² CNRS UMR-7276, INSERM U1262, Team 1 2MB2C of CRIBL, University of Limoges, and Hematology Laboratory of Dupuytren Hospital University Center (CHU) of Limoges, Limoges, France.
³ Department of BioInformatics of Dupuytren Hospital University Center (CHU) of Limoges, Limoges, France.
⁴ Institut national de la santé et de la recherche médicale, Unité Mixte de Recherche U1236, LabEx IGO, Université Rennes 1, Etablissement Français du Sang Bretagne, 35000 Rennes, France.
⁵ Centre Hospitalier Universitaire de Rennes, SITI, Pôle Biologie, 35033 Rennes, France.

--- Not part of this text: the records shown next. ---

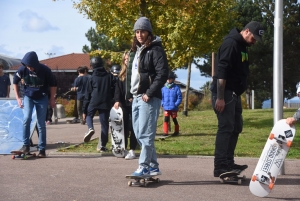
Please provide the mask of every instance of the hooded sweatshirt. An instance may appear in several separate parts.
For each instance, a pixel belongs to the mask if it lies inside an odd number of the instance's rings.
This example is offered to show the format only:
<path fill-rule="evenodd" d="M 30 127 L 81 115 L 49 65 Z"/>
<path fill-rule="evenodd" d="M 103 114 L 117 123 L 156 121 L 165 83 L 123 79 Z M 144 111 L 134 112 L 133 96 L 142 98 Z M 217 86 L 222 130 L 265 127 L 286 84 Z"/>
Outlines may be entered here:
<path fill-rule="evenodd" d="M 247 89 L 249 61 L 247 42 L 240 31 L 232 29 L 218 51 L 218 62 L 213 76 L 211 91 L 217 93 L 217 79 L 226 80 L 225 90 L 241 95 Z"/>
<path fill-rule="evenodd" d="M 88 107 L 109 110 L 111 108 L 113 87 L 113 75 L 103 67 L 95 68 L 87 83 L 83 101 L 84 114 L 87 114 Z"/>
<path fill-rule="evenodd" d="M 161 99 L 161 88 L 168 79 L 169 69 L 160 37 L 156 36 L 148 47 L 138 47 L 129 58 L 126 94 L 147 94 Z"/>
<path fill-rule="evenodd" d="M 56 85 L 51 69 L 41 64 L 33 51 L 26 53 L 21 63 L 23 66 L 15 73 L 13 84 L 24 79 L 24 96 L 34 100 L 48 96 L 49 87 Z M 34 71 L 31 72 L 26 66 L 34 68 Z"/>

⁶ Inserm CIC 1435, UMR 1092, Faculty of Medicine, University of Limoges, and Réanimation Polyvalente, CHU Dupuytren, 2, 87042 Limoges, France.
⁷ Cellular Immunology Laboratory, Hospices Civils de Lyon, Hôpital Edouard Herriot, Lyon, France.

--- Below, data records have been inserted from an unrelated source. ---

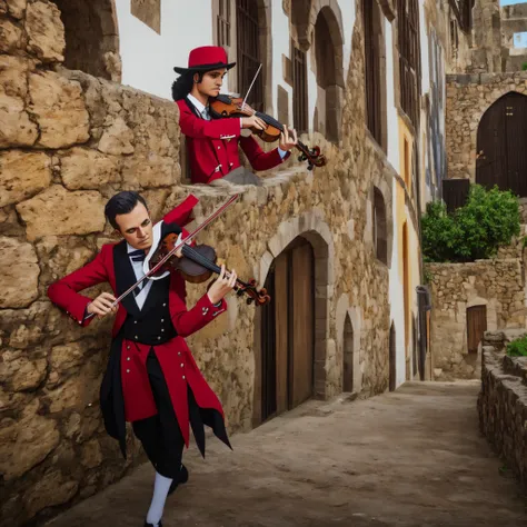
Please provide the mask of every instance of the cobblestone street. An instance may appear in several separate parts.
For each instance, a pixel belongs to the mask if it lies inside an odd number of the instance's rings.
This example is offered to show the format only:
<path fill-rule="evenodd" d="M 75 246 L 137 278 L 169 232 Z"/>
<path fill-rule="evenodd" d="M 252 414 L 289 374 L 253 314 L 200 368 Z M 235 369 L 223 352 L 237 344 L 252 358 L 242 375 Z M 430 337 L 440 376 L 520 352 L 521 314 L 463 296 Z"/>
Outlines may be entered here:
<path fill-rule="evenodd" d="M 191 447 L 165 527 L 520 527 L 526 501 L 479 435 L 478 381 L 406 384 L 367 400 L 309 401 L 233 451 Z M 49 523 L 142 526 L 149 465 Z"/>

⁸ Centre Hospitalier Universitaire de Rennes, Maladies Infectieuses et Réanimation Médicale, 35033 Rennes, France.

Abstract

To understand the fine differential elements that can lead to or prevent acute respiratory distress syndrome (ARDS) in COVID-19 patients, it is crucial to investigate the immune response architecture. We herein dissected the multiple layers of B cell responses by flow cytometry and Ig repertoire analysis from acute phase to recovery. Flow cytometry with FlowSOM analysis showed major changes associated with COVID-19 inflammation such as an increase of double-negative B-cells and ongoing plasma cell differentiation. This paralleled COVID-19-driven expansion of two disconnected B-cell repertoires. Demultiplexing successive DNA and RNA Ig repertoire patterns characterized an early expansion of IgG1 clonotypes with atypically long and uncharged CDR3, the abundance of this inflammatory repertoire being correlated with ARDS and likely pejorative. A superimposed convergent response included convergent anti-SARS-CoV-2 clonotypes. It featured progressively increasing somatic hypermutation together with normal-length or short CDR3 and it persisted until a quiescent memory B-cell stage after recovery.

Keywords: Immunology; Respiratory medicine.